Nah, it doesn't work like that. The 3DS and WiiU are outliers in that they are consoles with sever design flaws which hampered sales. The WiiU is the most obvious one, it's popularity was at an all-time low and was essentially a failure, even admitted so by Reggie after he retired (in other words of course).

No the reality is a mix of what you're saying and the potential of Nintendo consoles, when they are properly designed, and the sales potential of their IPs. The idea is that the handheld and home console line were capable of selling much more, but that the consoles that sold less did so due to a design problem or due to increased competition. Let me prove it:

  • SNES: Did not enjoy the monopoly that Nintendo had with the NES. The reasons for this you can research I won't do an exposé.
  • GBA: Same idea as the SNES, with competition from Bandai (Wonderswan Color) and Sony (PSP, at the tail end of the GBA).
  • N64: lost the support of many top-tier developers, and their series main entries, due to choosing a cartridge-based format
  • GC: Chose a custom mini-DVD format, and the purple lunch-box design alienated gamers who prefered the PS or Xbox brands. The PS2 was also the follow-up to the most popular console of the previous gen, and had all the big 3rd party exclusives at the time. The GC launced some controversial sequels (Zelda:WW, Mario Sunshine)
  • WiiU: Suffered from aweful identity issues (was it a Wii, was it a U, was it a tablet), and severe design issues (battery life on tablet, not being able to play on the go, confusion with only 1 tablet allowed per WiiU, etc.)
  • 3DS: Suffered from a serious design flaw in the 3D screen, forcing Nintendo to produce a version free of 3D. But the damage had been done.

The consoles that worked:

  • NES: Perfect design at the time, and great focus on hand-picked quality titles that made the library top-notch (in contrast with the crumbled ruins of the gaming industry just prior)
  • Wii: Lightning in a bottle. The motion controls made a lot of noise, the game launched with Twilight Princess, the highly awaited successor to OoT, and the virtual console (novel at the time) allowed people to dive back into NES classics (yes the NES that is in this same list)
  • DS: Same idea as the wii, but with a stylus-enabled dual-screen setup instead of motion controls. The DSLite was a bombshell.
  • Gameboy: Same as the NES, but portable! So even better

So, well guess what. The Switch fits in list #2.

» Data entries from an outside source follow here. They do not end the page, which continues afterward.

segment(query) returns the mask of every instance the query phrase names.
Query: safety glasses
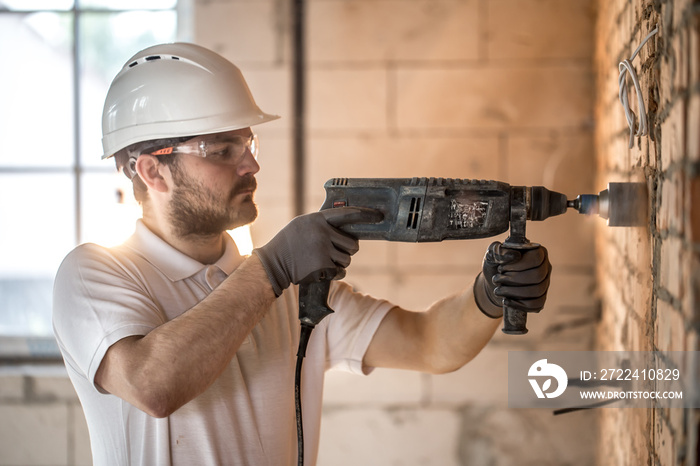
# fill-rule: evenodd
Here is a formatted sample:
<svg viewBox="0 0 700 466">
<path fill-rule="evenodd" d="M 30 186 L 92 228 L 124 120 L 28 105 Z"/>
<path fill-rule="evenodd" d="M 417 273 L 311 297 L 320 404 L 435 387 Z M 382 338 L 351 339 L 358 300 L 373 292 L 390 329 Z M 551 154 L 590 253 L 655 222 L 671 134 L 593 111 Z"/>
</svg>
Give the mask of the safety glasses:
<svg viewBox="0 0 700 466">
<path fill-rule="evenodd" d="M 258 158 L 258 137 L 231 134 L 212 134 L 202 136 L 175 146 L 162 147 L 150 152 L 150 155 L 185 154 L 202 157 L 210 162 L 226 165 L 239 165 L 246 152 Z"/>
</svg>

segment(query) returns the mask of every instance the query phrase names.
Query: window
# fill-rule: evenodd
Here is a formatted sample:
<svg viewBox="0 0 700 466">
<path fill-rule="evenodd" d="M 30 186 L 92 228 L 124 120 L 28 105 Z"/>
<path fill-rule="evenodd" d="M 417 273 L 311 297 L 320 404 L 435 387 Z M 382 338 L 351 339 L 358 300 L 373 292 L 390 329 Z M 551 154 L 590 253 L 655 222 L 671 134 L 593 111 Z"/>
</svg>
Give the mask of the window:
<svg viewBox="0 0 700 466">
<path fill-rule="evenodd" d="M 0 357 L 56 357 L 53 278 L 82 242 L 123 241 L 140 209 L 101 161 L 112 78 L 178 34 L 177 0 L 0 0 Z"/>
</svg>

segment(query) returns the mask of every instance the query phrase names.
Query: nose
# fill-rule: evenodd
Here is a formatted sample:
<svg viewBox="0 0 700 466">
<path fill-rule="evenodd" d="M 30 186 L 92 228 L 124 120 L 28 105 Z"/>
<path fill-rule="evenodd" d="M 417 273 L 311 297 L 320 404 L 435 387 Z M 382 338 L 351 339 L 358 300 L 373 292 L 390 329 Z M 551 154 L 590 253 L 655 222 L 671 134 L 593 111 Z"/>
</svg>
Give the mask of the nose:
<svg viewBox="0 0 700 466">
<path fill-rule="evenodd" d="M 258 164 L 258 161 L 255 160 L 255 157 L 253 157 L 253 154 L 250 152 L 250 150 L 246 149 L 245 151 L 245 156 L 243 157 L 243 161 L 241 164 L 238 166 L 238 175 L 239 176 L 244 176 L 244 175 L 254 175 L 257 172 L 260 171 L 260 165 Z"/>
</svg>

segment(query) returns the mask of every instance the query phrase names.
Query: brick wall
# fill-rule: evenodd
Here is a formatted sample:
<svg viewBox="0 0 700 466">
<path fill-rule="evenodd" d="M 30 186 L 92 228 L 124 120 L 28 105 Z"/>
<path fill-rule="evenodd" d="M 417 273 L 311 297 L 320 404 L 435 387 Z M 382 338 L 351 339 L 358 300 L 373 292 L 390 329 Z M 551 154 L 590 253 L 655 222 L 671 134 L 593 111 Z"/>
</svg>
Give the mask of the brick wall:
<svg viewBox="0 0 700 466">
<path fill-rule="evenodd" d="M 597 345 L 603 350 L 698 350 L 699 18 L 697 1 L 598 1 L 596 188 L 645 182 L 651 211 L 646 228 L 597 228 Z M 651 134 L 635 138 L 629 149 L 617 64 L 655 27 L 659 33 L 633 62 Z M 696 464 L 698 419 L 682 409 L 601 410 L 599 463 Z"/>
</svg>

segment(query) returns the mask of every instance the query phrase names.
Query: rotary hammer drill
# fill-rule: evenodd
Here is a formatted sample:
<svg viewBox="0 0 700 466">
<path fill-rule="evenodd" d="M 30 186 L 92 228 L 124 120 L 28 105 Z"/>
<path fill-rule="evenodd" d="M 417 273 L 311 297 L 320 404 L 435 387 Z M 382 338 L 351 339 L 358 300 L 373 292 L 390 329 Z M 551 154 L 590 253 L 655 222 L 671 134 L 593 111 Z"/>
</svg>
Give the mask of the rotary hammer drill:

What does that mean? It means that the Switch is not only a sexy bombshell, but it also has the benefit of a combined library. Which means it has the potential to sell over 200m units in its lifetime. Proof of this is in the huge boost in sales of series like Animal Crossing, Smash and Mario Kart as compared to past generations. Games that used to sell 10m now sell 20m (Smash). Games that used to sell 8m now sell 17m (BotW).

I removed everything else because I agreed with almost everything.

Wait,wait, wait, the GBA didn't work?

GBA was a great success. It just got cut short as Nintendo panicked when Sony announced their PSP and rushed to release the DS. GBA wasn't killed by lack of success, but simply bad timing, meaning it got severely cut short. It was only on the market for 3.5 years before it's successor, the DS, came out.

Also, your assessment of the SNES is flawed in a myopic way. The NES had never had a monopoly either in the first place (it didn't have much to fear in the US or Japan, but fierce competition in Europe with the Sega Master System), but saying the SNES didn't work because it had competition is like saying the only reason why the PS3 only sold 80M would be because the 360 existed, excluding all it's other blunders. SNES did work, but just looking from a purely north american standpoint can make you easily think it was underwhelming in terms of sales, excluding several factors along the way.

Also, to get back on the NES, the videogame market only crashed in North America, it stayed very healthy in Europe and Japan. I mean, that's the very reason why Nintendo even could start selling the NES in the US in the first place, because their videogame market didn't crash.